Time to Spare Newly Diagnosed Non Transplant Eligible Myeloma from Thalidomide

Background. Bortezomib-melphalan-prednisone (VMP) and melphalan-prednisone-Thalidomide (MPT) are the 2 standards of care upfront in Multiple Myeloma (MM) ineligible for transplantation, along with Bendamustine-prednisone in a very limited indication in Europe. These regimens are based on an alkylator plarform, to which cyclophosphamide might replace melphalan in some countries. For patients initially exposed to Thalidomide several options are offered at first relapse with bortezomib or lenalidomide-based therapy and vive versa at subsequent relapses. For patients initially exposed to bortezomib, either they are retreated with a bortezomib-based regimen or receive a lenalidomide-based therapy, but these patients often have never been exposed to thalidomide throughout their myeloma disease history.

We hypothesized that patients that will receive the 3 agents, thalidomide first followed by bortezomib and lenalidomide at subsequent relapses, will have a prolonged survival compared to patients that had bortezomib-based first followed by lenalidomide at subsequent relapses but never been exposed to thalidomide upfront. We sought to understand the prognostic impact of receiving versus being spared from Thalidomide in elderly MM newly diagnosed.

Method. A total of 76 patients were recruited, 37% had receive thalidomide and 63% never been exposed to thalidomide. Patients were required to be aged ≥65 years, NDMM treated with either thalidomide upfront or never been exposed to thalidomide upfront or later in the myeloma disease course. Response rate was determined according to IMWG. All survival endpoints were evaluated using Kaplan-Meier estimates and compared with the log-rank test.

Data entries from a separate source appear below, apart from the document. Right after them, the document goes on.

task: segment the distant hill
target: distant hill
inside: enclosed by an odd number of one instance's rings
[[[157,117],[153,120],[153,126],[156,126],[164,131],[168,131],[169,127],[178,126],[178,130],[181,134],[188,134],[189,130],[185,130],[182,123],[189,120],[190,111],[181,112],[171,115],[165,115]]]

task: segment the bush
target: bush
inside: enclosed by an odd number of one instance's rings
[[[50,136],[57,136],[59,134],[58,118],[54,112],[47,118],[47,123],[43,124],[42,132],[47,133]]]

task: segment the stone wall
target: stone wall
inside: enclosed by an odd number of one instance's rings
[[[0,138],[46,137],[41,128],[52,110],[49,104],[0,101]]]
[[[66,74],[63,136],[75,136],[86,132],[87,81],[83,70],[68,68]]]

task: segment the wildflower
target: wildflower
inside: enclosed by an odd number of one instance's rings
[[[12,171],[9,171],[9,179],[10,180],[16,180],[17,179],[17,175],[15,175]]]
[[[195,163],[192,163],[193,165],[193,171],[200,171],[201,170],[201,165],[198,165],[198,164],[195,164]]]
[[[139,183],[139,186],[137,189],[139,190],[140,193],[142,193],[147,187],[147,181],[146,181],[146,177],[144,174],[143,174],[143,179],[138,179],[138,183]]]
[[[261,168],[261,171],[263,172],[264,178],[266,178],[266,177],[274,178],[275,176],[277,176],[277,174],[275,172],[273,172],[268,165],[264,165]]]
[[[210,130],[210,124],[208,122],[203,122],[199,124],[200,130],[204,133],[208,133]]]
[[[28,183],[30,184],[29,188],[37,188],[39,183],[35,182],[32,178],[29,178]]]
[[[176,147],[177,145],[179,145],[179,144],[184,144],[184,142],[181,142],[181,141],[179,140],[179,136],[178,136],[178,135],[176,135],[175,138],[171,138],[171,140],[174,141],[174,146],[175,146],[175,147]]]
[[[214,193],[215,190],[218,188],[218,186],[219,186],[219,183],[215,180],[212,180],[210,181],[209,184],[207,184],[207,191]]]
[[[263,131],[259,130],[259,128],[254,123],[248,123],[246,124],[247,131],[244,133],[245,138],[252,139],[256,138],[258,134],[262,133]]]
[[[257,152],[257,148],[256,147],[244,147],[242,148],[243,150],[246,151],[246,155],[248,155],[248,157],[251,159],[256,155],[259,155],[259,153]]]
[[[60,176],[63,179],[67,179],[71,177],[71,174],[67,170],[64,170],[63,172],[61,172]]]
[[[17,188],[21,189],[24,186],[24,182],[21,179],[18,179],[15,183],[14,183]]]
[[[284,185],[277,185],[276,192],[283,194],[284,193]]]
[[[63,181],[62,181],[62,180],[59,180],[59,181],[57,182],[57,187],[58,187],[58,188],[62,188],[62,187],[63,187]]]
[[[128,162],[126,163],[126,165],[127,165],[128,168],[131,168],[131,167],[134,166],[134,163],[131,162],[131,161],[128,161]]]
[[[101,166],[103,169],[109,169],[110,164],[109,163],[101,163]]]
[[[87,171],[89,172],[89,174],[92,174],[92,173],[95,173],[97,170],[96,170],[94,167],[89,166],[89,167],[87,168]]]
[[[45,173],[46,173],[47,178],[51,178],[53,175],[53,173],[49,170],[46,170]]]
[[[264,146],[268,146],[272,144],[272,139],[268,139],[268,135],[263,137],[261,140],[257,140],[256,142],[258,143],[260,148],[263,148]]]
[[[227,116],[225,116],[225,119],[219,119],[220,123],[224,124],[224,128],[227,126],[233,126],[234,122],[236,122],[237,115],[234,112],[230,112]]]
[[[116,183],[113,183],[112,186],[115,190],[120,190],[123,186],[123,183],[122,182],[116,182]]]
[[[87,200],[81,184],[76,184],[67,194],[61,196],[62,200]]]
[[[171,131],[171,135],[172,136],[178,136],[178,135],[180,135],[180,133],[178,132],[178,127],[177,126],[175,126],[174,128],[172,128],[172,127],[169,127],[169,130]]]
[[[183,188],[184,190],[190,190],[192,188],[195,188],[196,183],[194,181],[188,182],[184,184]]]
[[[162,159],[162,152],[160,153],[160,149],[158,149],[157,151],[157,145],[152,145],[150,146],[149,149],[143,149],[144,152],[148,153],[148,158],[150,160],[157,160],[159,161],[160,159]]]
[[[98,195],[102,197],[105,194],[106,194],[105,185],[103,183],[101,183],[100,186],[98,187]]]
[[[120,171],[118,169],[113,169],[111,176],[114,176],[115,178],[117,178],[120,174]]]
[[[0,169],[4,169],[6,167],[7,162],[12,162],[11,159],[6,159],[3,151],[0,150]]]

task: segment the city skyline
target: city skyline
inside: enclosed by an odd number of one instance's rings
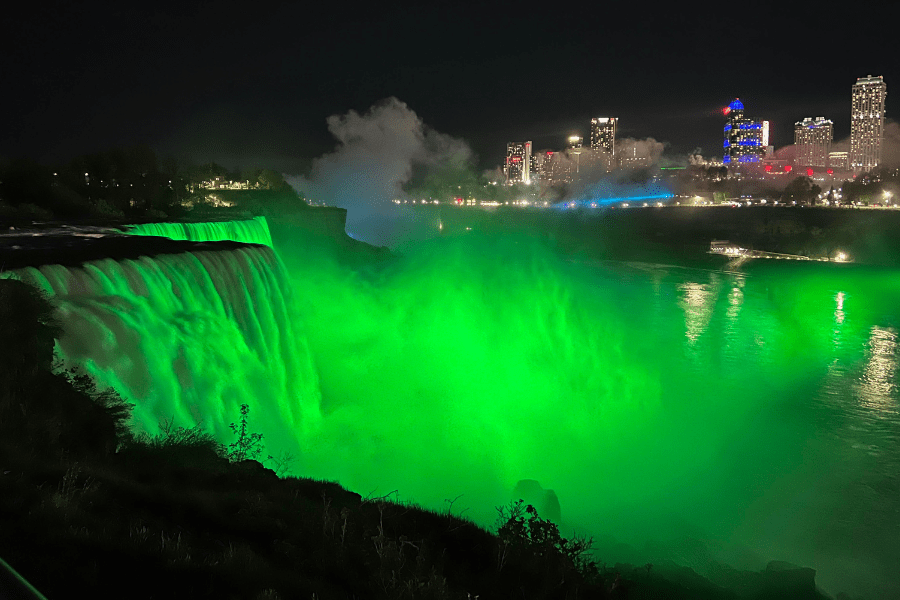
[[[789,162],[803,167],[833,167],[834,169],[853,171],[854,176],[884,165],[883,151],[885,144],[887,82],[881,75],[858,77],[852,86],[850,135],[839,140],[847,150],[832,151],[835,142],[834,121],[825,117],[804,117],[794,123],[793,139],[784,144],[774,145],[771,140],[771,123],[768,120],[754,120],[744,115],[744,105],[740,98],[732,100],[722,109],[726,118],[725,141],[721,162],[725,165],[737,163],[761,163],[764,159],[777,160],[776,149],[794,146]],[[616,129],[619,119],[616,117],[595,117],[591,119],[590,146],[588,152],[600,152],[608,155],[608,169],[622,166],[621,160],[615,158]],[[889,122],[889,120],[888,120]],[[580,130],[567,137],[568,146],[560,150],[559,146],[547,148],[535,154],[536,160],[546,154],[547,158],[580,149],[583,137]],[[531,142],[529,142],[529,145]],[[699,153],[698,153],[699,154]],[[576,159],[580,158],[578,156]],[[700,156],[718,162],[718,156],[711,154]],[[507,159],[508,163],[508,159]],[[577,169],[576,169],[577,170]],[[536,169],[535,172],[539,172]],[[504,167],[506,172],[506,167]],[[832,170],[828,171],[832,173]],[[516,179],[518,181],[519,179]],[[509,179],[507,179],[509,182]]]
[[[776,146],[810,115],[832,119],[842,139],[849,83],[867,73],[893,81],[898,70],[887,36],[856,26],[862,13],[809,64],[777,40],[818,47],[819,34],[787,17],[767,19],[762,46],[722,55],[712,32],[744,18],[738,7],[605,9],[602,35],[587,8],[540,19],[491,5],[248,10],[17,6],[0,36],[10,83],[0,157],[65,160],[145,143],[197,162],[299,172],[334,148],[329,117],[391,97],[465,140],[482,168],[501,163],[510,140],[552,148],[578,132],[589,143],[590,120],[608,116],[620,138],[712,156],[720,110],[735,97],[770,121]],[[865,51],[842,50],[853,47]]]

Results. Overall, the median age was 73 years (range, 65 - 85), with 46% aged >75. The m:f ratio was 1.2, 49% of the patients were ISS 3, the median b2m was 4.5mg/L, 33% had an ECOG score ≥ 2, 47% renal insufficiency, 11% had elevated LDH, 8% presence of plasmacytoma, and 11% had adverse FISH (del17p, t(4;14) and or t(14;16)). There was no difference between the 2 studied groups, according to exposure or not to thalidomide.

In the thalidomide group, all patients had MPT initially for a median of 8 cycles (range 3 – 12), at a median dose of thalidomide of 100mg/day (50-200), 11% dose reduction, an ORR of 79%, a median PFS of 30 months (CI95% 27;32). In the bortezomib group upfront, patients received Vd, VCd or VMP upfront. The median dose administered of bortezomib was 1.3mg/m², for a median of 5 cycles (2-9). The ORR was 67%, a median PFS of 17 months (CI95% 13;20) with 44% at 2-years PFS.

With a median follow-up of 5 years, 93% had relapse, 47% have died. We then sought to compare the OS according to whether the patients were exposed to thalidomide. Interestingly, the median OS of the thalidomide group was 4 years (CI95% 3;5) versus 5 years for the group with no exposition to thalidomide (3.5;6), p=ns. The estimated 6-years OS was 32% and 44% for the 2 groups, respectively.

Conclusion. The sequence of bortezomib-based regimen upfront followed by lenalidomide with no exposure to thalidomide in transplant ineligible patients appeared to be slightly superior to the sequence including-based regimen upfront followed by bortezomib and lenalidomide at subsequent relapses. This data needs to be confirmed in a larger study, but it seems that thalidomide could be spared for elderly NDMM that receive bortezomib-based and lenalidomide-based regimens with possibly an improvement of OS in this latter group with a prolonged follow up.